As reported here, earlier this year, the Biden administration assigned new tasks to the Federal Insurance Office (FIO) via an Executive Order on Climate-Related Financial Risk that tasked both the FIO and the Financial Stability Oversight Council (FSOC), another Dodd-Frank creation, with assessing “climate-related issues or gaps in the supervision and regulation of insurers.”
On August 31, the FIO asked for public input on its evaluation of climate-related risks psed by insurers. Its evaluation is part of a broader Biden administration effort to mitigate hazards presented by the financial sector as well as a broader effort to address climate-related risks in various economic sectors.
The FIO will focus on three priorities: Assessing climate-related gaps in the supervision and regulation of insurers; assessing the potential for major disruptions of private insurance coverage in U.S. markets; and helping the sector achieve climate-related goals. The Treasury Department, which oversees the FIO, has said it hopes the responses will help to ascertain the availability of and need for reliable data on the intersection of climate change and insurance.

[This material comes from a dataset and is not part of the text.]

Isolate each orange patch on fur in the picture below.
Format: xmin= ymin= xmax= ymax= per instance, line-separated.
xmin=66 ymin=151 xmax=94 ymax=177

The FIO’s new examination of the relationship between climate risk and the insurance industry is yet another example of its ever-expanding portfolio of oversight responsibilities. If an inquiry into the potential effects of climate change on the stability of the insurance industry is warranted, it should be undertaken at the state level by state insurance regulators, who are tasked with regulating the business of insurance, and not the federal government.